A new innovation center in Norway aims to find alternative and cost-efficient solutions aimed at reducing the huge US$100 billion decommissioning cost that the North Sea operators and countries face, researchers and officials told Bloomberg.
The SFI Swipa (Subsurface Well Integrity, Plugging and Abandonment) center was granted the status of Center for Research-Driven Innovation for the next eight years by government-run Board of the Research Council of Norway.
The SFI Swipa center and its researchers will look into innovative ways for well plugging and abandoning (P&A), which makes up much of the total decommissioning costs, more than 40 percent.
Offshore Norway, as well as offshore the UK, many oilfields are approaching the end of their production life in the mature areas of the North Sea, and operators are sometimes reluctant to buy mature oilfields knowing that they will have to spend on decommissioning soon.
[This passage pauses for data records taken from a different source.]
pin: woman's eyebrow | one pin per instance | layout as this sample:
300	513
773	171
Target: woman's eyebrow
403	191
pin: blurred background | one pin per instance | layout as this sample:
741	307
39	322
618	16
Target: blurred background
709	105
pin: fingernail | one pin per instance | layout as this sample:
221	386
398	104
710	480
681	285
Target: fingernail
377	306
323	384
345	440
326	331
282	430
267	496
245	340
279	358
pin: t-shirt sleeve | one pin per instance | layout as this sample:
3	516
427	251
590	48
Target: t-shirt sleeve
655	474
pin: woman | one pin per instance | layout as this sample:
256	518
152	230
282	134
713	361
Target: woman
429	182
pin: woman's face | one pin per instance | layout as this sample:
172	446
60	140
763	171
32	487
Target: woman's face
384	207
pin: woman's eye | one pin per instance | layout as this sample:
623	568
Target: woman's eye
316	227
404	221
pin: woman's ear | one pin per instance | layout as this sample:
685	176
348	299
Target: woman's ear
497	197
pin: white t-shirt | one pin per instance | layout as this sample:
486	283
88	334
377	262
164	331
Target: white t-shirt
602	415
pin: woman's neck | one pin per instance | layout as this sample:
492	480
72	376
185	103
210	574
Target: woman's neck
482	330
The new center will study “rigless solutions” for P&A because of the high daily rates for rigs, Harald Linga, research manager at SINTEF and director of the new center, told Bloomberg.
According to SINTEF, more than 3,000 wells on the Norwegian Continental Shelf (NCS) must be plugged when production is completed, and the cost of this could be as high as US$85 billion (800 billion Norwegian crowns). As per Norway’s tax rules, the Norwegian state must pick up the tab for most of the expenditure.
One of SFI Swipa’s goals is to halve these costs, Linga said in a statement last month.
In the UK North Sea, the well P&A costs were estimated at US$27.6 billion (22 billion British pounds), according to the latest decommissioning report of the UK Oil & Gas Authority.
Over the next five years alone, global decommissioning costs could reach US$42 billion, with the UK leading with almost 80 percent of total estimated expenditure on Northwest European decommissioning in the next five years, followed by Norway with 14 percent, and Denmark with 4 percent, Rystad Energy said earlier this year.